All mobile phone internet users in Uganda will begin accessing Internet services and all other social media sites without paying the Over The Top (OTT) tax or using encrypted connections such as Virtual Private Networks (VPNs) effective July 1, 2021 (tomorrow).
This comes after the government abolished the UGX. 200 per day OTT tax and imposed a 12 per cent tax on Internet data in the new financial year, which also starts Thursday July 1.
Since 2018, Ugandans using social media channels have been required to pay a daily tax of UGX 200 ($0.055) to use any one of more than 50 OTT mobile communication apps.
These include social media services like Facebook, Twitter, and instant messaging and voice communication apps like WhatsApp, which are hugely popular in the country.
The government said the tax was intended to raise revenues and curb online gossip.

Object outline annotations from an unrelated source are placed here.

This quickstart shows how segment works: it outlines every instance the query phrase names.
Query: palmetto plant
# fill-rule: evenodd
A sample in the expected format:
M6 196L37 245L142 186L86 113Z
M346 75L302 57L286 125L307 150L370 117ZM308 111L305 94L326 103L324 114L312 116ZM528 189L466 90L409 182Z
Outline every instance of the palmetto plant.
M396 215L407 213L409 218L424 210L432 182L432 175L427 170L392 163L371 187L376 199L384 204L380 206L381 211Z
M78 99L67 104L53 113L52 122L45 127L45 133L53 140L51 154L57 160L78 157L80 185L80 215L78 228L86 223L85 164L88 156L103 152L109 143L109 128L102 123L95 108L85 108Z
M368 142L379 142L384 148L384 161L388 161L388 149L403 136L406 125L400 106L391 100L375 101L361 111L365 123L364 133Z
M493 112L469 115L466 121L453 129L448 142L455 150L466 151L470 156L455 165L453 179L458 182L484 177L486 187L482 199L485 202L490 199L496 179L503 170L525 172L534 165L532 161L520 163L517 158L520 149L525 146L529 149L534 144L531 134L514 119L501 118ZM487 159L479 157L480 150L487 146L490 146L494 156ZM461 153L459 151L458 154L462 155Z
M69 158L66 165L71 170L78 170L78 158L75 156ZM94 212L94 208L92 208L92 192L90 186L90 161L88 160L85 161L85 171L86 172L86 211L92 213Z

Instead, by 2019, imposition of the tax had resulted in a decline in the number of internet users, failed revenue targets, and social unrest.
The Uganda Revenue Authority, which had set a goal of collecting UGX 284 billion ($77.8 million) from the tax was only able to collect ($13.5 million) by 2019.

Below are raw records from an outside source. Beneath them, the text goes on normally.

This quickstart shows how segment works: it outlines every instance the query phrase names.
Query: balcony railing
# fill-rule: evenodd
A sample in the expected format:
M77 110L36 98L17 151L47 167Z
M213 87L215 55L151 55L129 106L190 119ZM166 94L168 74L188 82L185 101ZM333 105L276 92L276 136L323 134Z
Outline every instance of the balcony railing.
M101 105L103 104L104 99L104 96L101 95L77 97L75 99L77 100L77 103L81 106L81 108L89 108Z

Hundreds of thousands began using Virtual Private Networks (VPNs) to skirt the law. And recent analysis by the government showed that more than 8 million of the country’s 20 million internet subscribers were not paying the fees.
Now, the government has proposed a new tax which is less controversial, but experts say, it has more serious implications.
Government says there is an exclusion for data used for provision of medical and education services.